Java vs C++ speed (IO & Sorting)

B

Bo Persson

Razii said:
If you can't take insults, don't insult others.


You are dumber than a stack of stones.

By the way, notice that this guy, Jerry Coffin, didn't post result
with 40x bible since he figured out that -server is faster than c++
version.

Also, interesting to see that none of c++ guru posted any time. I
guess that says it all.

I guess they are just out of insults.


Bo Persson
 
R

Razii

Well, yes and no. I am trying to test every single benchmark I
encounter.

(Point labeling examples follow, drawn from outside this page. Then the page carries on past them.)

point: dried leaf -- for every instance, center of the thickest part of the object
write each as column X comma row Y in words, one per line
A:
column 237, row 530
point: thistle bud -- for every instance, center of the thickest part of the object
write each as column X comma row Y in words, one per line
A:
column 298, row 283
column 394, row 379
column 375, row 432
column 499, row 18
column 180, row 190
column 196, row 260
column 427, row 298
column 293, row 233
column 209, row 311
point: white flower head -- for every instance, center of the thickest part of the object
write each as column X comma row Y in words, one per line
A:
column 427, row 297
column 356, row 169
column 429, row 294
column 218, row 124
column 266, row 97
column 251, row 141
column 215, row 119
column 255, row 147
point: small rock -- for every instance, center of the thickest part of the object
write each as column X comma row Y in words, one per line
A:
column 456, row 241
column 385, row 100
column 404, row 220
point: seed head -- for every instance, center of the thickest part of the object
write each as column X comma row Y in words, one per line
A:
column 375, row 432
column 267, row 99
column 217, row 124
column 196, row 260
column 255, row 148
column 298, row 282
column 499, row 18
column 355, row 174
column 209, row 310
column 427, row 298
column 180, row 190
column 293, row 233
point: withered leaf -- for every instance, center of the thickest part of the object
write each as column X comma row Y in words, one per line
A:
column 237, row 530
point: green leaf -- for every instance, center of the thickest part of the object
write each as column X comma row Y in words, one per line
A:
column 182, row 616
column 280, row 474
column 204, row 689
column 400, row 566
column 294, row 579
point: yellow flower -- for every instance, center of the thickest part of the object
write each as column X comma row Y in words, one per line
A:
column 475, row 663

If I find deficiency, I am trying to fix it

I wrote a third version that is faster than the second version :)

http://pastebin.com/f691e5e86


For 3 meg file

Time: 578 ms (First version)
Time: 422 ms (Second version)
Time: 360 ms (Third version)

don't use -server with smaller files like 3 meg. Client java is
faster.

Now with 40 meg file (using -server this time)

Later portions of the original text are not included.